Opinion
458 304650/12.
03-08-2016
Nicole R. Kilburg, New York, for appellant. Daniel J. Sweeney & Associates, PLLC, White Plains (Brian M. Hussey of counsel), for respondent.
Nicole R. Kilburg, New York, for appellant.
Daniel J. Sweeney & Associates, PLLC, White Plains (Brian M. Hussey of counsel), for respondent.
Opinion
Appeal from order, Supreme Court, Bronx County (Wilma Guzman, J.), entered October 7, 2014, which granted defendant's motion for summary judgment, deemed appeal from judgment, same court and Justice, entered November 3, 2014, dismissing the complaint (CPLR 5520[c] ), and, so considered, judgment unanimously reversed, on the law, without costs, the complaint reinstated, and defendant's motion denied.
Plaintiff's bill of particulars and deposition testimony and her husband's affidavit raise an issue of fact as to whether defendant was contractually obligated to make repairs and/or maintain the premises or had a contractual right to reenter, inspect and make needed repairs at the tenant's expense (see Johnson v. Urena Serv. Ctr., 227 A.D.2d 325, 642 N.Y.S.2d 897 1st Dept.1996, lv. denied 88 N.Y.2d 814, 651 N.Y.S.2d 16, 673 N.E.2d 1243 1996 ). There is evidence that in a prior commercial rent proceeding in Civil Court, that court determined there were several structural problems in the premises where plaintiff fell, among them an unstable stairwell.

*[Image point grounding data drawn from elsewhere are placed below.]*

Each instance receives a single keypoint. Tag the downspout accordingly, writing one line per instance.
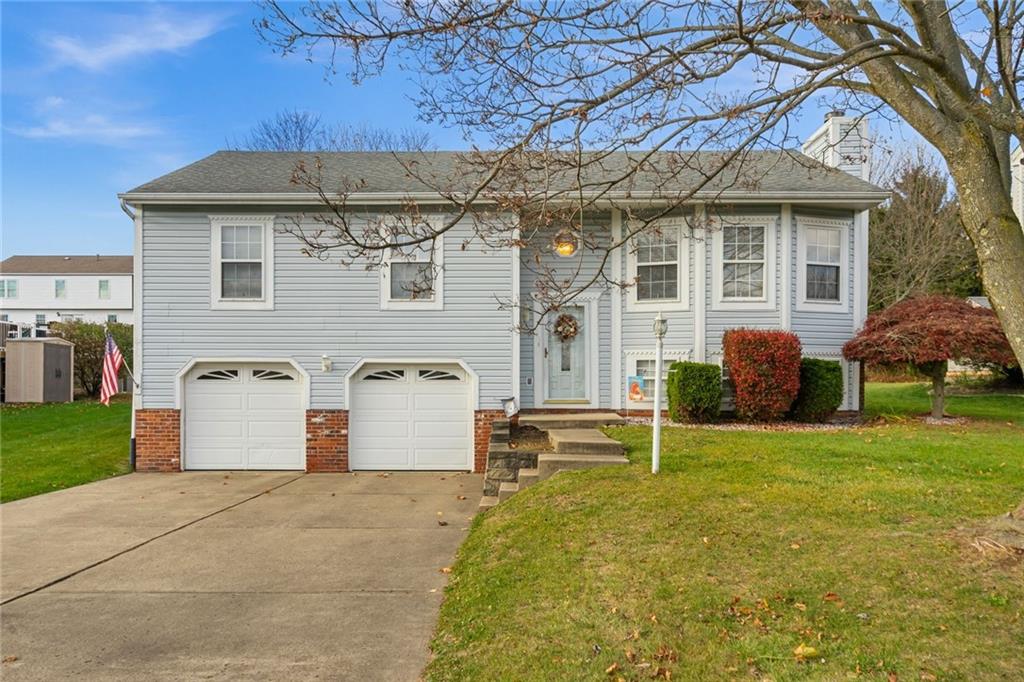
(131, 443)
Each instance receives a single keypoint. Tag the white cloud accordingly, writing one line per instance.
(156, 31)
(90, 128)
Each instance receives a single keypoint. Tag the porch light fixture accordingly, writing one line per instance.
(660, 329)
(565, 243)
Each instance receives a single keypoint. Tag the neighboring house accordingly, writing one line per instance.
(38, 290)
(252, 354)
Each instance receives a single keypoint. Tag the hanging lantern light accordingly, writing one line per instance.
(565, 243)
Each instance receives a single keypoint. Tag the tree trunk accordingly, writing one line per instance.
(988, 217)
(939, 390)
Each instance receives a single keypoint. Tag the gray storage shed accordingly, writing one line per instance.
(39, 371)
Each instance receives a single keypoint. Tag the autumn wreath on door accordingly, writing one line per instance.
(566, 327)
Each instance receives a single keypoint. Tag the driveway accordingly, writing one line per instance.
(229, 576)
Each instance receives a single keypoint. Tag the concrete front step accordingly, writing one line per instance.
(527, 477)
(507, 489)
(584, 420)
(583, 441)
(550, 464)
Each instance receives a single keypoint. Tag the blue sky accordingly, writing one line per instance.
(99, 97)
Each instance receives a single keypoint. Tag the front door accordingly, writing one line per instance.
(566, 357)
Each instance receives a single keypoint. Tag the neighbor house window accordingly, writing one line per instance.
(821, 257)
(743, 262)
(412, 276)
(657, 264)
(242, 259)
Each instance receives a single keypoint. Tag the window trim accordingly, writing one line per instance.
(436, 302)
(682, 301)
(217, 302)
(766, 302)
(815, 305)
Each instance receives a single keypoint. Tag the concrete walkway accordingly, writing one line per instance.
(242, 576)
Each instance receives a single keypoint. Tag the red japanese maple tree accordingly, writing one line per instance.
(928, 331)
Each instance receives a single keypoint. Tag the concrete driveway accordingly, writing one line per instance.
(229, 576)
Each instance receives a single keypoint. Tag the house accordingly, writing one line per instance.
(252, 354)
(38, 290)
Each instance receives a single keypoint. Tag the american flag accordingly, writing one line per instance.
(113, 359)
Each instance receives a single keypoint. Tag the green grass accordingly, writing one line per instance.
(724, 563)
(45, 448)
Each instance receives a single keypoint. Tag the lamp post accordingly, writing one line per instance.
(660, 329)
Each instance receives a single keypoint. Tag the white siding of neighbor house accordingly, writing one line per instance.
(321, 308)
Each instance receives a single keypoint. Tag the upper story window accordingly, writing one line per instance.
(413, 276)
(657, 265)
(242, 262)
(821, 263)
(743, 263)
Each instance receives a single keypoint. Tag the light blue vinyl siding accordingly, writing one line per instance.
(321, 308)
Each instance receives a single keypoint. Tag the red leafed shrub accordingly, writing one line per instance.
(764, 366)
(926, 332)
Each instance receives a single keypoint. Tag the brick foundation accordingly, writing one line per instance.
(482, 419)
(327, 440)
(158, 440)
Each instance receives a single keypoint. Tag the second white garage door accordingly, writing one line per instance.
(411, 417)
(244, 417)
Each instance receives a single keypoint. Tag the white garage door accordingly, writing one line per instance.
(412, 417)
(244, 417)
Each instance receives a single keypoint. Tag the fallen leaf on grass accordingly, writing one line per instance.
(803, 652)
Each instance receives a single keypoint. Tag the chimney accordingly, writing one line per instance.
(842, 142)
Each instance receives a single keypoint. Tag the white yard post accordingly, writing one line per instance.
(660, 328)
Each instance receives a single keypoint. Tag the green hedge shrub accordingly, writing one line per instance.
(820, 390)
(694, 391)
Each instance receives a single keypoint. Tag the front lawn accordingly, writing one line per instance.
(852, 548)
(45, 448)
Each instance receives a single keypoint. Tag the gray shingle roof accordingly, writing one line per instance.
(770, 172)
(67, 265)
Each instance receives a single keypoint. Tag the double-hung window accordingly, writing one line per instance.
(743, 264)
(657, 265)
(242, 259)
(821, 257)
(413, 276)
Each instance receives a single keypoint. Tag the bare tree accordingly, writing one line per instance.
(918, 245)
(295, 130)
(544, 81)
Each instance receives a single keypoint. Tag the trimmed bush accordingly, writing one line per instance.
(694, 391)
(820, 390)
(764, 366)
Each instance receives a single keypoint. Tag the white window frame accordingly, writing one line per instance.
(436, 301)
(843, 226)
(217, 302)
(766, 302)
(680, 227)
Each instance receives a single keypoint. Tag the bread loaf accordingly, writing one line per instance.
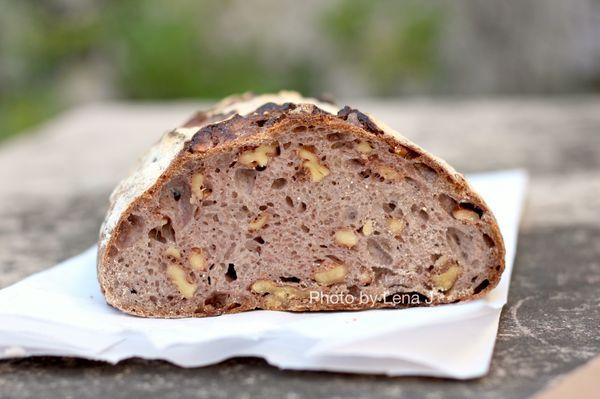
(288, 203)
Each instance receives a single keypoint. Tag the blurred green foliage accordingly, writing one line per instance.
(393, 43)
(150, 49)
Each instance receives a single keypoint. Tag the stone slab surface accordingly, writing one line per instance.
(56, 180)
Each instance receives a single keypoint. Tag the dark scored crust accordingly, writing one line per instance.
(448, 247)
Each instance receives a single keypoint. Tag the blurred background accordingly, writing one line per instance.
(56, 54)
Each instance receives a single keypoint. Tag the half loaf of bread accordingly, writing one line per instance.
(288, 203)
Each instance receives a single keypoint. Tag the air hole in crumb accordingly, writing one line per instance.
(279, 183)
(131, 230)
(217, 300)
(378, 249)
(334, 258)
(389, 207)
(472, 207)
(231, 274)
(245, 178)
(289, 201)
(447, 202)
(334, 136)
(488, 241)
(354, 291)
(290, 279)
(454, 236)
(482, 286)
(426, 171)
(379, 273)
(176, 194)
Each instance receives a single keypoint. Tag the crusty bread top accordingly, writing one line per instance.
(158, 159)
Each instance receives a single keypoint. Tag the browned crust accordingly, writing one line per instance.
(264, 123)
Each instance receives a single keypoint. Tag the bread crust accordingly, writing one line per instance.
(249, 120)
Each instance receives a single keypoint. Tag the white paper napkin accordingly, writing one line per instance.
(61, 312)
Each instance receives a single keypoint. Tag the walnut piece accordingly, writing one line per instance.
(197, 259)
(178, 276)
(259, 156)
(346, 238)
(364, 147)
(172, 252)
(396, 226)
(367, 228)
(277, 296)
(197, 186)
(311, 163)
(332, 275)
(444, 281)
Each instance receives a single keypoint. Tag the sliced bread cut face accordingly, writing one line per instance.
(293, 206)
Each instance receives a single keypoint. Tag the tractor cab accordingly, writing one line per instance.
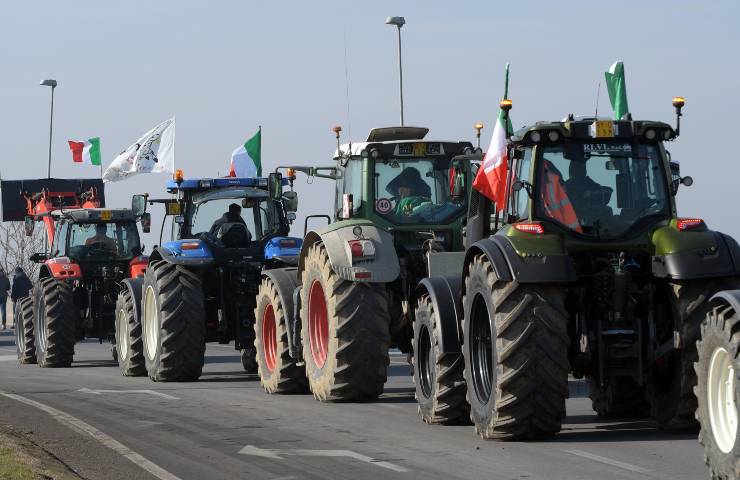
(593, 178)
(399, 180)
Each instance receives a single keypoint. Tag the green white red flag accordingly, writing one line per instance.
(490, 180)
(86, 151)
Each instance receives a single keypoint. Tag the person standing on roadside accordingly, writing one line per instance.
(4, 287)
(21, 285)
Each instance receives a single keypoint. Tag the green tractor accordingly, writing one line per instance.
(587, 270)
(328, 324)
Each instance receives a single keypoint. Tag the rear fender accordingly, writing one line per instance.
(286, 281)
(446, 296)
(509, 266)
(384, 268)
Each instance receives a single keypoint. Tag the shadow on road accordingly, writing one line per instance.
(222, 359)
(590, 428)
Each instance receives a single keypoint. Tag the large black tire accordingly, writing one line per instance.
(516, 355)
(173, 322)
(55, 320)
(277, 369)
(621, 397)
(345, 332)
(670, 388)
(719, 347)
(129, 343)
(438, 377)
(25, 345)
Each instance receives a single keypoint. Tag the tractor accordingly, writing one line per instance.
(329, 322)
(90, 251)
(201, 286)
(587, 270)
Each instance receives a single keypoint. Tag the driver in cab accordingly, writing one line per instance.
(410, 190)
(101, 237)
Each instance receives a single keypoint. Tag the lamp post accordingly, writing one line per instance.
(399, 22)
(50, 83)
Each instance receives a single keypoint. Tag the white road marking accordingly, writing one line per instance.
(608, 461)
(147, 392)
(276, 455)
(110, 442)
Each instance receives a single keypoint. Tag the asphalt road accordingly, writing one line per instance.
(102, 425)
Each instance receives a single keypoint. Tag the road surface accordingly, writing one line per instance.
(103, 425)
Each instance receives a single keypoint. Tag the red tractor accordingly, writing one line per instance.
(90, 252)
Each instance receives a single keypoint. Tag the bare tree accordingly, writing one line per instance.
(16, 247)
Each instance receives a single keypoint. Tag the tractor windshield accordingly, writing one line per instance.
(103, 241)
(415, 191)
(601, 189)
(211, 206)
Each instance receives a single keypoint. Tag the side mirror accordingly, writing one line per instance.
(275, 185)
(28, 225)
(138, 205)
(457, 185)
(39, 257)
(290, 201)
(146, 222)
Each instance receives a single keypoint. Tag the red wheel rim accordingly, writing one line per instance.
(269, 337)
(318, 324)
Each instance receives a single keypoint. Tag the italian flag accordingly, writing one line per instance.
(490, 180)
(246, 160)
(87, 151)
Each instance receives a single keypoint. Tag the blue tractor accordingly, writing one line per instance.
(201, 286)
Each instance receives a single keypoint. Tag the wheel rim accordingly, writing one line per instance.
(122, 334)
(425, 362)
(481, 350)
(318, 324)
(721, 400)
(151, 326)
(269, 337)
(42, 326)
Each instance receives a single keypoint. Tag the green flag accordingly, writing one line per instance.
(617, 88)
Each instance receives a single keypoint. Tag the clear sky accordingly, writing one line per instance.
(225, 67)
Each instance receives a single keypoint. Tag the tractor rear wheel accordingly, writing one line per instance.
(670, 388)
(278, 371)
(621, 397)
(345, 330)
(440, 385)
(516, 355)
(173, 321)
(717, 391)
(129, 343)
(24, 338)
(55, 319)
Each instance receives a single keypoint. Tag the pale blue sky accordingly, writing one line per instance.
(225, 67)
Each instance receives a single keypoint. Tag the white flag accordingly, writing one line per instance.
(154, 152)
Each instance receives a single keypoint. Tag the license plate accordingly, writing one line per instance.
(603, 129)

There is sufficient evidence to also raise an issue of fact whether or not the structural damage alleged (unstable basement stairs) was a significant factor in how the accident happened, regardless of whether or not the stairs in the leased premises at issue fall within Administrative Code of the City of New York § 27–375(f).
MAZZARELLI, J.P., SWEENY, MANZANET–DANIELS, GISCHE, JJ., concur.